When we operate on cataracts in children, we make them as far-sighted as at 65 at a time when the development of near visual function is crucial. Multifocal IOLs are the only option that preserves accommodation and therefore full visual function in a young eye. My long follow-up of many patients until adulthood has shown that good vision is maintained over time. Only in a few cases have I swapped IOLs with a similar lens from a later generation. These were patients with a family history of myopia who developed high myopia in adolescence.

My top choice so far has been the diffractive multifocal IOLs with a near +4 add, leading to an approximate +3.25 add at the plane of the glasses. In case of unilateral cataract, implantation must be performed early, within the first 12 months of life. With bilateral cataracts, one can wait longer, assess the individual case and discuss it with the parents because compliance with postoperative visual rehabilitation is crucial.

Michele Fortunato, MD, is an ophthalmologist at the Bambino Gesù Pediatric Hospital in Rome.


Axial Growth May Affect Long-Term Outcomes

In children, monofocal IOLs are the implant of choice due to their superior image quality and minimal visual aberrations.

Mr.
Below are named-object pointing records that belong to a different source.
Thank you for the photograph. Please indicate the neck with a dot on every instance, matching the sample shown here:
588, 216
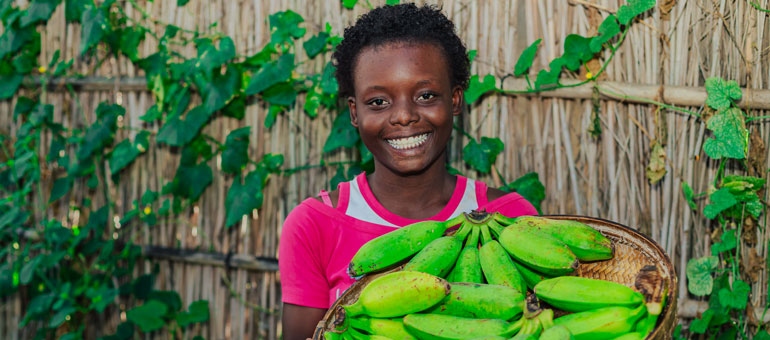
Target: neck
414, 196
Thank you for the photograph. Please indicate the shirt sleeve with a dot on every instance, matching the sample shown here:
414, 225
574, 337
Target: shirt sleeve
511, 205
303, 279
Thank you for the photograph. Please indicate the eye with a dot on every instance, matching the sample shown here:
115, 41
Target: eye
377, 102
426, 96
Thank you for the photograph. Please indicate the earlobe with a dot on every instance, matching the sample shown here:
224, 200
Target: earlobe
457, 101
353, 113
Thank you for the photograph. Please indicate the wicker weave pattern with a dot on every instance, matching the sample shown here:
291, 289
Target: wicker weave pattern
632, 252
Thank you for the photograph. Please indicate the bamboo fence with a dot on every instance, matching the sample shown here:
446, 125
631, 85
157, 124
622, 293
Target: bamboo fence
666, 57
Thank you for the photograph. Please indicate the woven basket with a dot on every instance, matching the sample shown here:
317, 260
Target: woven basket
632, 252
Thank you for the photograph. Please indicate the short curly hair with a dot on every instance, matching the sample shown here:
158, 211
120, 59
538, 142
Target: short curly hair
400, 23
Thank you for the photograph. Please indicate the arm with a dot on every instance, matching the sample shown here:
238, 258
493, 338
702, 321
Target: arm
299, 322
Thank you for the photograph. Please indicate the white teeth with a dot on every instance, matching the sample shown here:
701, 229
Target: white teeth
408, 142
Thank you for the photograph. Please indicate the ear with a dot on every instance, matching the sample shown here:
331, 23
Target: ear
458, 99
353, 113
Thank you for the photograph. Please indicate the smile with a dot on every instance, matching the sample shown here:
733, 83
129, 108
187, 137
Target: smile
408, 142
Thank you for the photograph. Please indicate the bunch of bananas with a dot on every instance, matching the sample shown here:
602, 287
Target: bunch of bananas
473, 284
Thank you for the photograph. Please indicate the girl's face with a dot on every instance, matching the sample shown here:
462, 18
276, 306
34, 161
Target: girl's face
404, 105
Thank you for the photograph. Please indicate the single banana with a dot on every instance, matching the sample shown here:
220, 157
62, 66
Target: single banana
467, 267
498, 267
391, 328
556, 333
602, 323
481, 301
437, 258
587, 243
631, 336
539, 251
448, 327
577, 294
394, 247
531, 277
399, 293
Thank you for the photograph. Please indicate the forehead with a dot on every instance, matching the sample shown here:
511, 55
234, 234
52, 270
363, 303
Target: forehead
402, 59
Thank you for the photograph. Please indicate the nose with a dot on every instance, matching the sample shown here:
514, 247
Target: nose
404, 114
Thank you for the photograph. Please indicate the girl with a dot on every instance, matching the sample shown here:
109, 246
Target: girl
402, 70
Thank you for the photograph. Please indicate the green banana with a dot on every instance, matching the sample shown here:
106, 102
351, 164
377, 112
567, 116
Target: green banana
467, 267
631, 336
531, 277
539, 251
448, 327
577, 294
498, 267
602, 323
587, 243
399, 293
391, 328
438, 257
481, 301
394, 247
556, 333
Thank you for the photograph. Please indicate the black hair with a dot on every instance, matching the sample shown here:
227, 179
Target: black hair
401, 23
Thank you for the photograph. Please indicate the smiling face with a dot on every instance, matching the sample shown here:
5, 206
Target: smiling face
404, 104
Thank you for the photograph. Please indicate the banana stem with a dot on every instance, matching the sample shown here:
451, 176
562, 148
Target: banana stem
485, 236
503, 219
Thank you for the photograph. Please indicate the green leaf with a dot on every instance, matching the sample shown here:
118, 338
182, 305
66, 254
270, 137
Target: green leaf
149, 316
73, 9
729, 242
221, 89
271, 73
634, 8
178, 132
737, 297
700, 325
482, 155
607, 30
529, 187
551, 76
126, 152
699, 280
191, 181
477, 88
688, 195
349, 4
95, 25
61, 316
721, 93
312, 102
525, 59
60, 188
731, 140
125, 331
236, 153
28, 269
39, 10
328, 81
197, 312
577, 50
720, 200
284, 26
342, 134
315, 44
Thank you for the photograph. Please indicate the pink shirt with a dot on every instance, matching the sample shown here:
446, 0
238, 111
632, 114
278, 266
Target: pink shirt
318, 241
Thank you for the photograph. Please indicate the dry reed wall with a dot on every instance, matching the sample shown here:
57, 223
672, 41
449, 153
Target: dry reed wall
679, 43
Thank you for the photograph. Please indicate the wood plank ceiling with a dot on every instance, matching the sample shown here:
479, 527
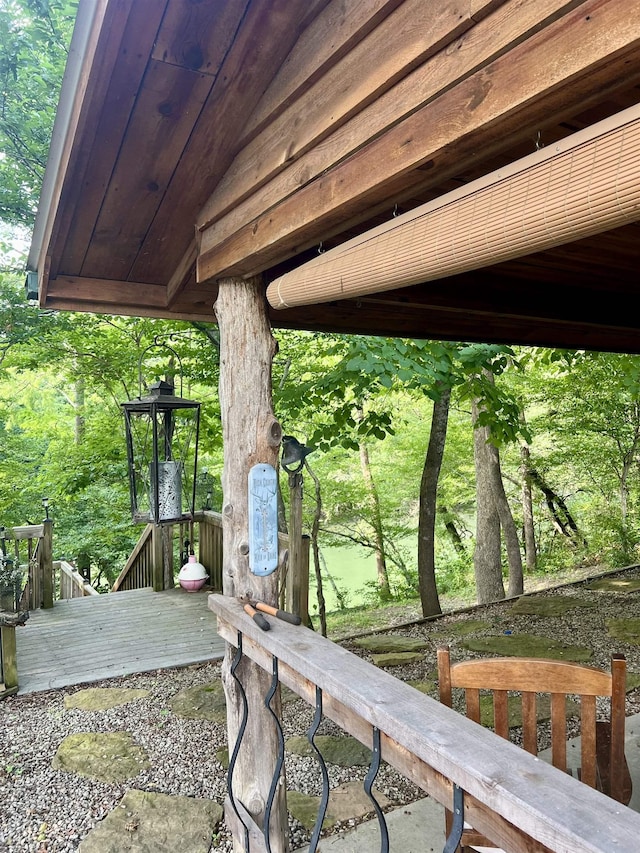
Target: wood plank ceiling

Edward Wilson, MD
Mr. Edward Wilson

Next-generation trifocal and extended depth-of-field (EDOF) lenses are remarkable, but their performance is sensitive to residual refractive error. In children, initial IOL calculations are often less accurate and continued axial growth of the eye ensures that any accuracy initially achieved will not remain unchanged over time. Myopic change is most pronounced in the first decade of life, but even in the second decade a variable amount of significant ocular growth and myopic change occurs. We studied 98 pseudophakic eyes with serial axial length measurements over the ages of 10 to 20 years. These real data from pseudophakic patients predicted a median axial growth of 23.11 mm at 10 years to 24.41 mm at 20 years, a 4 D change in IOL power needed for emmetropia.
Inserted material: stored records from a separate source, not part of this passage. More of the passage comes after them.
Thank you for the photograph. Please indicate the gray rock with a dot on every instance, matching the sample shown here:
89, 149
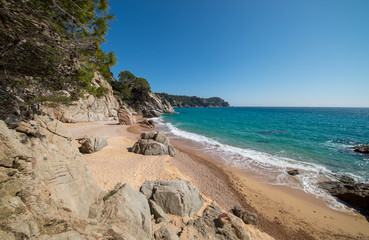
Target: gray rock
129, 210
91, 144
125, 117
171, 151
175, 197
148, 135
160, 137
247, 217
157, 211
69, 235
147, 123
165, 233
153, 106
149, 147
153, 143
214, 224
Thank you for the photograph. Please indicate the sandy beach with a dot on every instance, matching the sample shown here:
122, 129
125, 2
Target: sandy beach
283, 213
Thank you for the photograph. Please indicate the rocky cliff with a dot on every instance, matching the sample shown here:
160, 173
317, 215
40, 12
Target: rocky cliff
180, 101
88, 108
153, 106
47, 192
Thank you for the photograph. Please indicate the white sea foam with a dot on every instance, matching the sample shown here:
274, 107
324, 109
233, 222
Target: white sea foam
268, 165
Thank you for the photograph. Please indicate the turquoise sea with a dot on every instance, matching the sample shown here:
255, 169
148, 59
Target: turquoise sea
271, 140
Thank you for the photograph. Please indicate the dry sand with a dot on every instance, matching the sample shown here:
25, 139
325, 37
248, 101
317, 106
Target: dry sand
283, 213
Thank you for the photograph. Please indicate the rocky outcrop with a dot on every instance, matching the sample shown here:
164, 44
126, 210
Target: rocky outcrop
125, 117
355, 194
153, 106
175, 197
147, 123
153, 143
128, 211
89, 108
91, 144
361, 149
215, 224
247, 217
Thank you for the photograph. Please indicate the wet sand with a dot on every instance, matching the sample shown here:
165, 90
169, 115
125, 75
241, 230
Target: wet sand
284, 213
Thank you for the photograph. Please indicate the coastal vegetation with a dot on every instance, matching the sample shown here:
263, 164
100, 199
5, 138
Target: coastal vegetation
179, 101
129, 88
54, 45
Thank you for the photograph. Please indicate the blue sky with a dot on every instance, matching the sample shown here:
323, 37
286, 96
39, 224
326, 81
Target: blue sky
249, 52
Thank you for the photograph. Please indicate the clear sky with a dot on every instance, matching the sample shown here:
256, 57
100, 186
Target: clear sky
249, 52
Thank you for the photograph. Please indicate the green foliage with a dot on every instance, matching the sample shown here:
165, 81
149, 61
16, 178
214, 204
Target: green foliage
53, 101
56, 42
186, 101
130, 88
107, 196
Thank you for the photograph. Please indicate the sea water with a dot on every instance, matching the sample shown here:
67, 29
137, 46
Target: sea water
272, 140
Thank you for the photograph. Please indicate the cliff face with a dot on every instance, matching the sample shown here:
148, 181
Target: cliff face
89, 108
179, 101
47, 191
153, 106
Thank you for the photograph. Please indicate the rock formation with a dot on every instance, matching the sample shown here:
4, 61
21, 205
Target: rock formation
125, 117
47, 192
153, 143
247, 217
153, 106
91, 144
355, 194
215, 224
175, 197
147, 123
90, 108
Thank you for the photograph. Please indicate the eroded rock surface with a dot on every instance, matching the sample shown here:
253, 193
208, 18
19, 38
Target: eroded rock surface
125, 117
91, 144
153, 143
215, 224
175, 197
Toric IOLs are a good option for children over 5 years old because keratometry becomes stable at this age. However, trifocals and EDOF should be used with caution in children who are still growing. The extra cost is not a good investment for the family because the independence of glasses is often short-lived. Also, monofocal IOLs work well in children. Young patients are often happy even when they develop mild to moderate myopia over time. Ironically, the child with a trifocal or EDOF IOL may become more dependent on glasses when myopia develops invariably than the myopic child with a monofocal IOL that functions well even without glasses. Refractive surgery or IOL exchange to treat myopia is often not offered until growth is complete.
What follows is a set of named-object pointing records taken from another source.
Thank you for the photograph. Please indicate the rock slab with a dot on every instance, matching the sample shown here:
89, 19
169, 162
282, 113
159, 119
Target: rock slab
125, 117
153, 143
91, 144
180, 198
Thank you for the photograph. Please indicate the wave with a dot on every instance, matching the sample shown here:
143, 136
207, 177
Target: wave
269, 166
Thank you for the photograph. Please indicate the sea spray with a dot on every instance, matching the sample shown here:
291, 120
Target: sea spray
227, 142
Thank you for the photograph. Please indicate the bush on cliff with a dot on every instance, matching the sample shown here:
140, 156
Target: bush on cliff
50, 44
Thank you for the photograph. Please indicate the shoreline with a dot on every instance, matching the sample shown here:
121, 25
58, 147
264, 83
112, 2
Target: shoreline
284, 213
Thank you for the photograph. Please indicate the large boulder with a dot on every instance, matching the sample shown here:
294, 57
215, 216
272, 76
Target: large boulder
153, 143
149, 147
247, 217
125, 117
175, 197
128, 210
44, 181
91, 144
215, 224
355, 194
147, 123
The new “plus” monofocal lenses such as the Tecnis Eyhance (Johnson & Johnson Vision) or the enVista (Bausch + Lomb) are much more suitable for children. They have an improved intermediate focusing range and they still work well when the child becomes myopic over time due to axial eye growth. Also, there is no supplement for these IOLs. Because we can’t promise the child no glasses, many young families are understandably reluctant to pay extra for a glass that produces multiple images simultaneously and reduces contrast sensitivity.

Mr. Edward Wilson, MD, is a board member of OSN Pediatrics/Strabismus.